Barratt profits drop amid budget uncertainty and subdued buyer demand
Housebuilder Barratt Redrow has posted falling half-year profits as it said the late autumn Budget created “significant uncertainty” on top of a lack of homebuyer confidence and spending power.
The group reported a 13.6% drop in underlying pre-tax profits to £199.9 million for the six months to December 28.
It completed 7,444 homes, up 4.7% on a year earlier, with an average selling price of £392,900 for private homes, up 5.21% on a year earlier.
Barratt said: “Whilst subdued, the trading backdrop was stable during the period with a less volatile mortgage lending environment supporting customer demand.
“However, consumer confidence remained low, economic and political uncertainty was high, and affordability challenges remained an issue for many customers, in particular first-time buyers.
“The scheduling of the budget on November 26, which was later than usual, created an extended period of significant uncertainty for homebuyers, but we benefited as customers decided to complete ahead of Christmas once Budget uncertainty was removed.”
The group – the UK’s biggest housebuilder following Barratt’s £2.5 billion deal to buy Redrow in 2024 – said it still expects to see home completions of between 17,200 and 17,800 for the full year, though it stressed its annual performance “remains dependent on sales activity through the spring selling season”.
Forward sales stood at 11,168 homes worth £3.41 billion as at February 1, up from 10,903 homes a year ago, but lower than the £3.35 billion value of orders a year earlier, while it noted the use of “increased incentives” to help boost demand.
It added the group remains on track for full-year underlying pre-tax profits of £558 million to £617 million, up from £488.3 million.
David Thomas, chief executive of Barratt Redrow, said: “During the first half we delivered a resilient performance in a subdued market while making strong progress integrating Redrow.”

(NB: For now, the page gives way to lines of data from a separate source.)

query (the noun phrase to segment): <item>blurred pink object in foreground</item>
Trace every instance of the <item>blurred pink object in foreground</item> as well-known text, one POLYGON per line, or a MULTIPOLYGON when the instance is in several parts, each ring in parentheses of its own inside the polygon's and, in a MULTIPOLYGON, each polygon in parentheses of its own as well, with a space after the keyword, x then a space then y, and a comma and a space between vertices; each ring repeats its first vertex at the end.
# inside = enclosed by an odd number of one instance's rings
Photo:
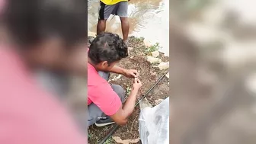
POLYGON ((0 0, 0 15, 3 12, 5 4, 5 0, 0 0))
POLYGON ((67 110, 38 87, 21 57, 1 46, 0 69, 0 143, 87 143, 67 110))

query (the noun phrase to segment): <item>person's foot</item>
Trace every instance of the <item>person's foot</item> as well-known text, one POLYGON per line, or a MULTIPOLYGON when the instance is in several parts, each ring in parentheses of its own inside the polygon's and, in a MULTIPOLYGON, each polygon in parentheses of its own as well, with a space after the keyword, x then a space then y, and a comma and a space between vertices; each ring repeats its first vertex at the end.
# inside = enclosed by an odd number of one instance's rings
POLYGON ((128 40, 124 41, 124 43, 125 43, 126 45, 128 46, 128 40))
POLYGON ((105 126, 113 124, 115 122, 113 121, 112 119, 109 117, 102 117, 95 123, 95 125, 98 127, 101 127, 101 126, 105 126))

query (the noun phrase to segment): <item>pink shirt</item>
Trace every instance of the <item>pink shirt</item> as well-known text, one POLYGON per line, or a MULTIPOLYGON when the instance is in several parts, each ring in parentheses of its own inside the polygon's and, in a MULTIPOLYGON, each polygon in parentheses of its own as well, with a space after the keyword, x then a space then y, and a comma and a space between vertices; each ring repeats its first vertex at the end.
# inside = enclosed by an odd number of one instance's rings
POLYGON ((67 110, 37 86, 20 57, 2 48, 0 143, 87 143, 67 110))
POLYGON ((94 67, 88 63, 88 104, 95 104, 105 114, 117 112, 122 102, 110 84, 101 78, 94 67))

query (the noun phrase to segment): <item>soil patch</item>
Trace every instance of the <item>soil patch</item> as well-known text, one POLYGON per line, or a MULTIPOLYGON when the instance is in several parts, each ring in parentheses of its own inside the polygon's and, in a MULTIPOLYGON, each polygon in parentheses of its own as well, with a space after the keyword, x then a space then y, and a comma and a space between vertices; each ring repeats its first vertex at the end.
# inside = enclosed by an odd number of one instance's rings
MULTIPOLYGON (((91 41, 93 37, 88 37, 88 41, 91 41)), ((146 56, 151 55, 149 48, 146 46, 143 38, 130 37, 129 39, 130 55, 127 58, 122 59, 118 64, 125 69, 134 69, 139 73, 139 78, 142 82, 142 88, 139 92, 139 100, 153 85, 154 83, 165 73, 167 70, 160 70, 158 64, 152 64, 146 60, 146 56)), ((169 58, 165 56, 164 53, 160 53, 158 56, 162 62, 169 62, 169 58)), ((121 85, 126 90, 126 96, 128 96, 132 88, 132 79, 124 76, 120 77, 117 74, 111 74, 110 83, 121 85)), ((155 88, 151 91, 147 96, 148 101, 154 106, 157 104, 159 99, 165 99, 168 97, 169 85, 168 78, 165 77, 155 88)), ((139 115, 139 106, 137 106, 133 114, 129 119, 128 123, 120 127, 113 135, 113 136, 119 136, 122 139, 133 139, 139 138, 139 122, 138 117, 139 115)), ((98 128, 93 125, 88 129, 88 143, 97 144, 112 130, 114 125, 98 128)), ((107 139, 106 144, 117 143, 112 138, 107 139)), ((139 142, 138 142, 139 143, 139 142)))

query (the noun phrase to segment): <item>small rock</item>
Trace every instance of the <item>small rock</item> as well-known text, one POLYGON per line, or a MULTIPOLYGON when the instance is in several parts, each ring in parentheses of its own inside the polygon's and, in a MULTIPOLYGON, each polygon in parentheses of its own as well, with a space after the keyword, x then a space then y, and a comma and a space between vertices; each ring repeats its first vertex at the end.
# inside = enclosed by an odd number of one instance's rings
POLYGON ((128 47, 128 54, 130 53, 130 51, 131 51, 133 49, 133 47, 128 47))
POLYGON ((152 46, 151 43, 149 40, 144 40, 144 45, 146 47, 150 47, 152 46))
POLYGON ((159 58, 155 58, 150 56, 147 56, 147 61, 149 61, 150 63, 160 63, 162 62, 159 58))
POLYGON ((152 75, 152 76, 155 76, 156 75, 156 72, 150 72, 150 75, 152 75))
POLYGON ((169 62, 161 62, 158 67, 160 69, 160 70, 163 69, 168 69, 169 68, 169 62))
POLYGON ((158 51, 152 52, 151 53, 153 57, 158 57, 160 54, 158 51))
POLYGON ((155 105, 158 105, 158 104, 160 104, 162 101, 164 101, 164 100, 159 98, 159 99, 158 99, 158 100, 154 101, 154 102, 155 102, 155 105))

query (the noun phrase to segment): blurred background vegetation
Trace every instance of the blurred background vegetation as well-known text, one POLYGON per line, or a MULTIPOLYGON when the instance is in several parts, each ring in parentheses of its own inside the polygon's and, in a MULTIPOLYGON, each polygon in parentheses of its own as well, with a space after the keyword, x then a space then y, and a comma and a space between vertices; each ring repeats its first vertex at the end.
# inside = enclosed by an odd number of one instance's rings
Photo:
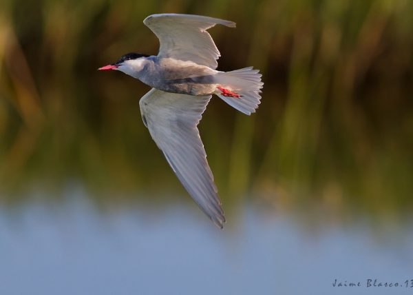
POLYGON ((399 216, 413 207, 411 1, 0 6, 3 203, 45 188, 56 198, 70 183, 96 201, 186 194, 141 122, 138 100, 149 88, 96 71, 126 52, 157 54, 142 20, 178 12, 235 21, 236 29, 209 30, 218 69, 254 65, 263 74, 256 114, 215 99, 200 125, 226 208, 251 196, 281 208, 315 203, 343 216, 399 216))

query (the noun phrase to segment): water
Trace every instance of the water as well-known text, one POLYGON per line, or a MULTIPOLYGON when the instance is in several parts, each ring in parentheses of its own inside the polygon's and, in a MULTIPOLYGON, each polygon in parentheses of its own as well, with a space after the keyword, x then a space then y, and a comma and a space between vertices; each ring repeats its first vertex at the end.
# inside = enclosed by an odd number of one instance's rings
POLYGON ((413 293, 409 230, 312 229, 245 204, 220 230, 191 204, 100 210, 75 194, 0 207, 1 294, 413 293), (368 287, 368 278, 401 287, 368 287))

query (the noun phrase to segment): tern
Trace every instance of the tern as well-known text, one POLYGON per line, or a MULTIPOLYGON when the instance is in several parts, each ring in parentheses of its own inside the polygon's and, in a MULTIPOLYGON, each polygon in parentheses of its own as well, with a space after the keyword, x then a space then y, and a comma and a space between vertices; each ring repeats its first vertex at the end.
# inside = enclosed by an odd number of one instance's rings
POLYGON ((158 55, 128 53, 98 70, 116 70, 152 89, 139 101, 143 123, 187 191, 219 227, 222 203, 197 125, 213 94, 250 115, 261 99, 261 74, 253 67, 216 70, 220 57, 206 31, 235 23, 193 14, 159 14, 143 23, 158 37, 158 55))

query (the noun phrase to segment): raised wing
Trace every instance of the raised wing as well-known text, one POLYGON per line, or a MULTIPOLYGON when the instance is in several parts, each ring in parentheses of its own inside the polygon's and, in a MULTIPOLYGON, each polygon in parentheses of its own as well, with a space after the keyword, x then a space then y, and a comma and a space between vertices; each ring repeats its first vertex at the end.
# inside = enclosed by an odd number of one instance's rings
POLYGON ((220 52, 206 32, 216 24, 235 28, 235 23, 192 14, 152 14, 143 23, 159 39, 159 57, 191 61, 215 69, 220 52))
POLYGON ((221 201, 196 127, 211 96, 152 88, 139 105, 145 125, 179 180, 202 211, 222 228, 225 218, 221 201))

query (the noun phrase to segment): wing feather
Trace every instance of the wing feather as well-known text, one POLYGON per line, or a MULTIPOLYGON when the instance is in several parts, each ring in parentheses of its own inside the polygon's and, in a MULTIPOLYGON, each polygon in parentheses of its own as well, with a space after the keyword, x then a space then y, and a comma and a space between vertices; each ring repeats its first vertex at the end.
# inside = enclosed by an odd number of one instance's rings
POLYGON ((173 13, 149 15, 143 23, 159 39, 159 57, 191 61, 213 69, 220 54, 206 30, 216 24, 235 26, 224 19, 173 13))
POLYGON ((225 221, 197 125, 211 95, 151 89, 140 101, 144 123, 189 194, 220 227, 225 221))

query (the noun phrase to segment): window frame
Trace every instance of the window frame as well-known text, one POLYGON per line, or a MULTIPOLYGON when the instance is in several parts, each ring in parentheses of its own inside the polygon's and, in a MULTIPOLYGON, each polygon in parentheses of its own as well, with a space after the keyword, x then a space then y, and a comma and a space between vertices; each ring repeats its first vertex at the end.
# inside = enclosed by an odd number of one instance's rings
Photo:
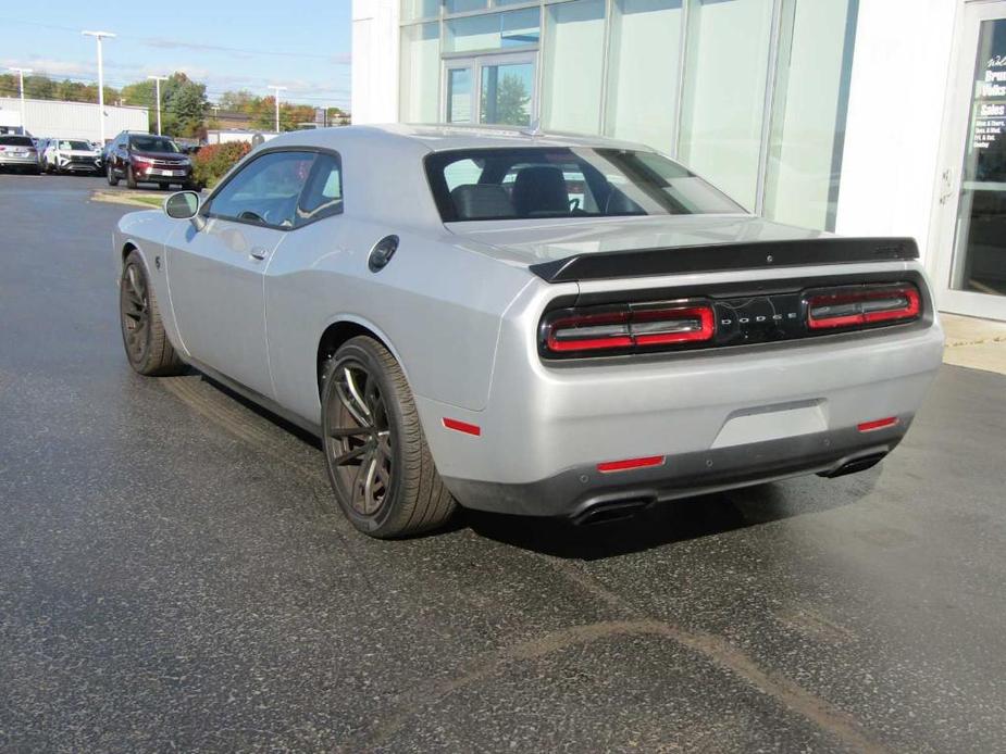
MULTIPOLYGON (((314 169, 314 163, 311 164, 311 171, 314 169)), ((308 179, 310 179, 310 174, 308 179)), ((297 203, 295 209, 300 209, 300 200, 303 197, 305 189, 308 187, 308 180, 305 180, 303 185, 300 187, 300 191, 297 193, 297 203)), ((234 168, 221 180, 210 192, 210 196, 207 197, 207 200, 202 203, 202 206, 199 208, 199 215, 206 219, 220 219, 227 223, 238 223, 240 225, 250 225, 254 228, 269 228, 271 230, 282 230, 283 233, 290 233, 291 230, 299 230, 300 228, 306 228, 309 225, 318 223, 323 219, 328 219, 330 217, 337 217, 345 213, 346 211, 346 180, 345 174, 343 172, 343 155, 335 149, 328 147, 295 147, 295 146, 284 146, 284 147, 266 147, 253 154, 250 154, 248 158, 241 160, 234 166, 234 168), (341 206, 338 212, 332 214, 322 215, 320 217, 312 217, 302 223, 291 225, 289 227, 284 227, 282 225, 272 225, 271 223, 256 223, 251 219, 240 219, 239 217, 231 217, 225 215, 215 214, 213 210, 213 200, 216 199, 216 196, 227 186, 232 180, 237 176, 244 173, 252 163, 258 162, 264 156, 270 154, 277 154, 282 152, 307 152, 316 156, 319 154, 326 154, 335 159, 336 164, 339 168, 339 190, 343 194, 341 206)))

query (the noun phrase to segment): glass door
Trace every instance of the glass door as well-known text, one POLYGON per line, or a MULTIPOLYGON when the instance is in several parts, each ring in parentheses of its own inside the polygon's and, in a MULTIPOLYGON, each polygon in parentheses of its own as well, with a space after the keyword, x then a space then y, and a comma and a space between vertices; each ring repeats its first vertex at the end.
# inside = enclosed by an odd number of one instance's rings
POLYGON ((535 53, 444 61, 445 121, 530 126, 537 112, 535 53))
POLYGON ((962 30, 945 147, 956 165, 939 200, 940 305, 1006 319, 1006 2, 966 5, 962 30))

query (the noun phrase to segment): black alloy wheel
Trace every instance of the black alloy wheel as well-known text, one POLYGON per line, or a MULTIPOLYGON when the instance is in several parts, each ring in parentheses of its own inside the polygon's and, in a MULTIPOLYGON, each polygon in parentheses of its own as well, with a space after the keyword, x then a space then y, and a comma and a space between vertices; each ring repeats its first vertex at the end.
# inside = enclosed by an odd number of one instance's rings
POLYGON ((443 526, 457 503, 437 474, 401 366, 377 340, 351 338, 321 385, 328 479, 339 508, 370 537, 443 526))
POLYGON ((338 405, 327 413, 325 443, 336 494, 357 515, 374 518, 392 494, 397 466, 384 394, 352 356, 335 364, 332 379, 338 405))
POLYGON ((129 366, 141 375, 179 374, 184 364, 167 339, 142 257, 126 256, 119 282, 119 318, 129 366))

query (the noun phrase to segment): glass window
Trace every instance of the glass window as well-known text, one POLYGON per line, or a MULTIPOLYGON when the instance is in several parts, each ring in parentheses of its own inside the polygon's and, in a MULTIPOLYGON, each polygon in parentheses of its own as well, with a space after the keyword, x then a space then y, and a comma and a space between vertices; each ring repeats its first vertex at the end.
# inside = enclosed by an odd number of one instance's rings
POLYGON ((835 227, 856 4, 783 3, 765 186, 772 219, 835 227))
POLYGON ((447 122, 472 122, 472 70, 447 71, 447 122))
POLYGON ((343 211, 343 167, 334 154, 319 154, 297 205, 297 225, 343 211))
POLYGON ((596 134, 605 49, 605 0, 548 7, 545 35, 546 128, 596 134))
POLYGON ((743 212, 701 178, 655 152, 450 150, 427 156, 425 164, 445 223, 743 212))
POLYGON ((294 227, 297 198, 311 173, 311 152, 272 152, 245 165, 210 201, 213 217, 294 227))
POLYGON ((439 0, 401 0, 401 20, 436 18, 440 14, 439 0))
POLYGON ((754 209, 772 3, 697 0, 690 8, 678 156, 754 209))
POLYGON ((486 0, 444 0, 444 12, 468 13, 469 11, 481 11, 486 4, 486 0))
POLYGON ((401 99, 403 123, 439 121, 440 29, 436 22, 401 29, 401 99))
POLYGON ((981 23, 973 80, 951 287, 1006 296, 1006 18, 981 23))
POLYGON ((533 89, 534 63, 483 65, 479 122, 530 125, 533 89))
POLYGON ((447 52, 499 50, 537 45, 538 9, 451 18, 446 22, 447 52))
POLYGON ((681 0, 616 0, 606 130, 674 151, 681 0))

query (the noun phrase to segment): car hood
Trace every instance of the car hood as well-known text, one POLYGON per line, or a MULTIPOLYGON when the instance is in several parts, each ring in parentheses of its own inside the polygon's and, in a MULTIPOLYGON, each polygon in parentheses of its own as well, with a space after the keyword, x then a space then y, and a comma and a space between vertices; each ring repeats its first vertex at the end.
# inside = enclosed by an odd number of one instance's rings
POLYGON ((447 228, 458 236, 461 246, 480 246, 484 253, 524 265, 576 254, 802 240, 830 235, 750 215, 489 221, 448 223, 447 228))
POLYGON ((144 160, 164 160, 166 162, 185 162, 188 156, 185 154, 175 154, 174 152, 133 152, 134 158, 144 160))

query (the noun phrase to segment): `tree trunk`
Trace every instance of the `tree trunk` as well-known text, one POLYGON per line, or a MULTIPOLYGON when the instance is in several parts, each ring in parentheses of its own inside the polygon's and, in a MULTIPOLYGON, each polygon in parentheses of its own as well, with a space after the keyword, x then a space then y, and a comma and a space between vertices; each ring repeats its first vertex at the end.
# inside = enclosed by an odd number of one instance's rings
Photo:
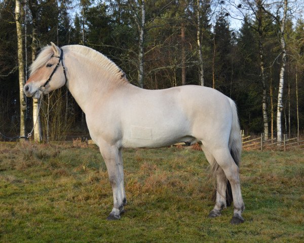
POLYGON ((212 88, 215 89, 214 62, 215 61, 215 34, 213 33, 213 55, 212 55, 212 88))
POLYGON ((17 30, 17 40, 18 45, 18 63, 19 68, 19 102, 20 105, 20 136, 25 136, 25 113, 26 102, 23 93, 23 87, 25 81, 24 74, 24 63, 23 62, 23 43, 22 42, 22 28, 20 20, 21 19, 21 6, 20 0, 16 0, 15 18, 17 30))
POLYGON ((83 15, 83 29, 82 29, 82 38, 83 38, 83 45, 85 45, 85 7, 83 6, 82 9, 82 15, 83 15))
POLYGON ((185 53, 185 26, 181 23, 180 37, 181 38, 181 85, 186 84, 186 55, 185 53))
POLYGON ((271 139, 274 138, 274 102, 273 95, 273 87, 272 87, 272 76, 271 71, 270 77, 270 104, 271 107, 271 139))
POLYGON ((286 50, 284 36, 285 24, 287 12, 287 0, 284 1, 284 12, 281 23, 281 48, 282 49, 282 64, 280 71, 280 83, 278 94, 278 107, 277 109, 277 133, 278 142, 282 141, 282 110, 283 110, 283 92, 284 89, 284 75, 286 62, 286 50))
POLYGON ((290 84, 288 77, 288 137, 290 137, 290 84))
POLYGON ((299 105, 298 105, 298 87, 297 87, 297 70, 296 67, 295 69, 295 96, 296 98, 296 122, 297 122, 297 136, 298 141, 299 139, 299 105))
MULTIPOLYGON (((36 53, 37 53, 37 19, 36 19, 36 9, 35 8, 30 8, 32 14, 32 43, 31 48, 31 59, 32 62, 33 62, 36 58, 36 53)), ((37 117, 39 115, 39 103, 37 99, 33 99, 33 126, 34 126, 36 120, 37 124, 34 128, 34 141, 36 142, 41 142, 42 141, 42 128, 41 126, 41 121, 40 117, 37 117)))
POLYGON ((144 25, 145 24, 145 14, 144 0, 141 0, 140 9, 141 10, 141 21, 139 23, 139 52, 138 52, 138 64, 139 65, 138 69, 138 85, 140 88, 143 88, 143 42, 144 37, 144 25))
POLYGON ((267 103, 266 102, 266 85, 265 78, 265 67, 264 67, 264 57, 263 50, 263 17, 262 9, 261 8, 261 2, 260 0, 257 1, 256 5, 258 8, 256 18, 258 23, 258 49, 260 57, 260 69, 261 71, 261 77, 262 87, 262 112, 263 114, 263 124, 264 128, 264 138, 265 140, 268 139, 268 116, 267 115, 267 103))
POLYGON ((201 15, 200 8, 200 0, 197 0, 197 42, 199 49, 199 80, 200 84, 204 86, 204 63, 203 55, 202 54, 202 43, 201 42, 201 15))

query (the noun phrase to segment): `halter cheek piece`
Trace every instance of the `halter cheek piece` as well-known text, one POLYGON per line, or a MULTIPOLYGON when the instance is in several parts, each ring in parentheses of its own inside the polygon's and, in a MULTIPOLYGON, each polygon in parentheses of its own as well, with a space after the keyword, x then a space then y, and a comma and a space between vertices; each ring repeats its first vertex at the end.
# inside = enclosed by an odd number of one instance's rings
POLYGON ((43 92, 44 91, 44 90, 46 88, 46 86, 47 86, 47 85, 48 84, 49 84, 49 82, 50 81, 51 81, 51 79, 52 79, 52 77, 55 73, 55 72, 56 72, 56 70, 57 70, 58 67, 59 66, 59 65, 60 65, 60 62, 61 62, 61 64, 62 64, 62 69, 63 70, 63 73, 64 73, 64 77, 65 77, 65 82, 64 83, 64 84, 65 85, 65 84, 66 84, 66 81, 67 81, 67 79, 66 78, 66 73, 65 73, 65 68, 64 67, 64 65, 63 65, 63 61, 62 60, 63 58, 63 51, 62 50, 62 49, 61 48, 60 48, 60 51, 61 51, 61 53, 60 53, 60 57, 59 57, 58 56, 55 56, 55 55, 53 55, 52 56, 52 57, 57 57, 57 58, 59 58, 59 60, 58 61, 58 62, 57 62, 57 64, 56 64, 56 66, 55 67, 55 68, 54 68, 54 70, 52 72, 52 73, 51 73, 50 77, 49 77, 49 78, 48 78, 48 80, 47 80, 46 83, 45 83, 43 85, 42 85, 41 86, 40 86, 39 87, 39 90, 42 92, 43 92))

He said “While progress made on planning reform is encouraging, a stable and supportive demand environment is essential to enable increased delivery at scale across the sector.”
Shares in Barratt fell 6% as the group cut its interim dividend by nearly 10% to 5p.
Richard Hunter, head of markets at Interactive Investor, said the “budget hangover is plain to see” in Barratt’s results.
But he said there are some “positives which Barratts will hope are leading to a long-awaited inflection point”.
Aarin Chiekrie, equity analyst at Hargreaves Lansdown, added: “With the Budget hurdle now out of the way, the picture moving forward is a touch more favourable.
“The market’s currently forecasting two rate cuts by the end of 2026, which should help buoy buyers’ purchasing power slightly.
“The Redrow merger is also bringing a host of cost benefits as overlapping operations are streamlined, and the group’s enlarged scale is allowing it to negotiate harder on prices with suppliers.”
Smaller housebuilding rival MJ Gleeson was also seeing shares slide in morning trading on Wednesday, with the stock down nearly 10% after it reported interim profits more than halving as build costs soared.
It reported pre-tax profits of £1.7 million, down 53% on a year earlier, and said increases in selling prices was being offset by rising build costs.